WHERE col1 = value1 AND col2 = value2 ORDER BY col3 ASC
), there exists a "desired index" (e.g. [col1 col2 col3]) - Every desired index is created shard-locally but marked "inactive"
- There is a cost model consisting of three components:
- The cost of scanning without index
- The cost of building the index
- The cost of scanning with the index
- After about two indexed scans, the cost of indexing will be ammortized
- before the amortization threshold is met, do full scans
- as soon as the amortization threshold is met, build the index
Indexes are (currently) only built over the main storage. Delta storage items are currently appended to the scan in an unordered way.
An index is a integer-compressed list of recordIds, meaning: instead of storing the values in the index itself, the index is a cache-compressed pointerless structure. This list is sorted by the sort criterion. This makes storing indexes so cheap.

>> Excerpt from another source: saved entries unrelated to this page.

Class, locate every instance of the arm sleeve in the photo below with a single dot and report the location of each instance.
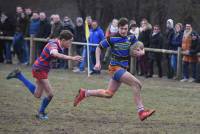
(105, 43)
(52, 48)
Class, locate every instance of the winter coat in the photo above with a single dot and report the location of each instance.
(176, 40)
(45, 29)
(187, 45)
(34, 27)
(156, 41)
(96, 36)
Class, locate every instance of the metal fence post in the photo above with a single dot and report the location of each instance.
(179, 64)
(32, 50)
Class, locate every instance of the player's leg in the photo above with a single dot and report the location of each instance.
(104, 93)
(39, 89)
(46, 100)
(135, 84)
(18, 75)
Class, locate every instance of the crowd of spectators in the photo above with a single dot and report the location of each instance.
(28, 23)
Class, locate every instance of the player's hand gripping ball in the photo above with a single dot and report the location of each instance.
(137, 49)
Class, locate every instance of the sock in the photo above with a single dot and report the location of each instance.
(139, 109)
(44, 104)
(31, 87)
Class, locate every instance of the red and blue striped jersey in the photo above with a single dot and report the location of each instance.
(44, 60)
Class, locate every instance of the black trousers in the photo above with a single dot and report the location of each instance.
(159, 66)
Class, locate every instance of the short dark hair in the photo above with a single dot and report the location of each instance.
(65, 34)
(122, 22)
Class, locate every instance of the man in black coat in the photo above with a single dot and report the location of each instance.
(156, 41)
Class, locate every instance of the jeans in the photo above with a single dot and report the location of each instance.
(18, 43)
(8, 55)
(173, 62)
(186, 69)
(26, 52)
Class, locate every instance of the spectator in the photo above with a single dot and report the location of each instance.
(110, 31)
(134, 30)
(156, 41)
(57, 26)
(168, 38)
(28, 15)
(89, 20)
(68, 24)
(80, 37)
(20, 29)
(96, 35)
(6, 29)
(43, 32)
(144, 36)
(176, 42)
(189, 43)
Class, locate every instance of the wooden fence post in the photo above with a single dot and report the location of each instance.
(179, 64)
(32, 50)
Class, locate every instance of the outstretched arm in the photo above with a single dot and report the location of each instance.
(65, 57)
(98, 62)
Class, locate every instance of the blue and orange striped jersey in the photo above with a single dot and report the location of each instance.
(119, 49)
(43, 61)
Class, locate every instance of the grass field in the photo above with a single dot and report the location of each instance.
(177, 105)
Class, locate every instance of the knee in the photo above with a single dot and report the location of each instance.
(137, 86)
(50, 96)
(37, 95)
(108, 94)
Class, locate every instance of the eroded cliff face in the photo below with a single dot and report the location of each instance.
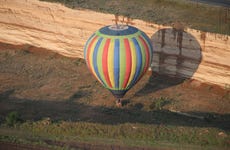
(187, 53)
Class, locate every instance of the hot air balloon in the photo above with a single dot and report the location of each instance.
(118, 56)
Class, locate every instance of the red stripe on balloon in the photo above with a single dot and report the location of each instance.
(128, 62)
(146, 55)
(105, 62)
(88, 51)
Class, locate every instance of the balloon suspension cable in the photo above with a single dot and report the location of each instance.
(118, 102)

A 60,000 item index would compress to 16 bits integer width, so the size of the index would be 120 KB.
Auto-Sharding
Auto-Sharding is done similar to Auto-Indexing:
- Whenever there is a scan over a table where a sharding scheme along a column
col
would be benefitial, the "partitioning score" forcol
is increased. - After a while (~15min), there is a reevaluation if the shards of a table should be repartitioned
- The shard dimensions are chosen proportional to the "partitioning score" from the previous steps
- The number of shard dimensions can be limited in the Settings
- Then, data is reshuffled. This may take a while for bigger tables.
Partitioning has the following positive effects:
- A scan with boundaries matching the partitioning scheme will only touch those partitions with relevant data in it
- INSERTs with unique keys will be able to scale whenever all unique keys are covered within the partitioning schema
By using insert or scan very often, it will increase the partitioning score on the right dimensions, so auto-sharding in MemCP is self learning.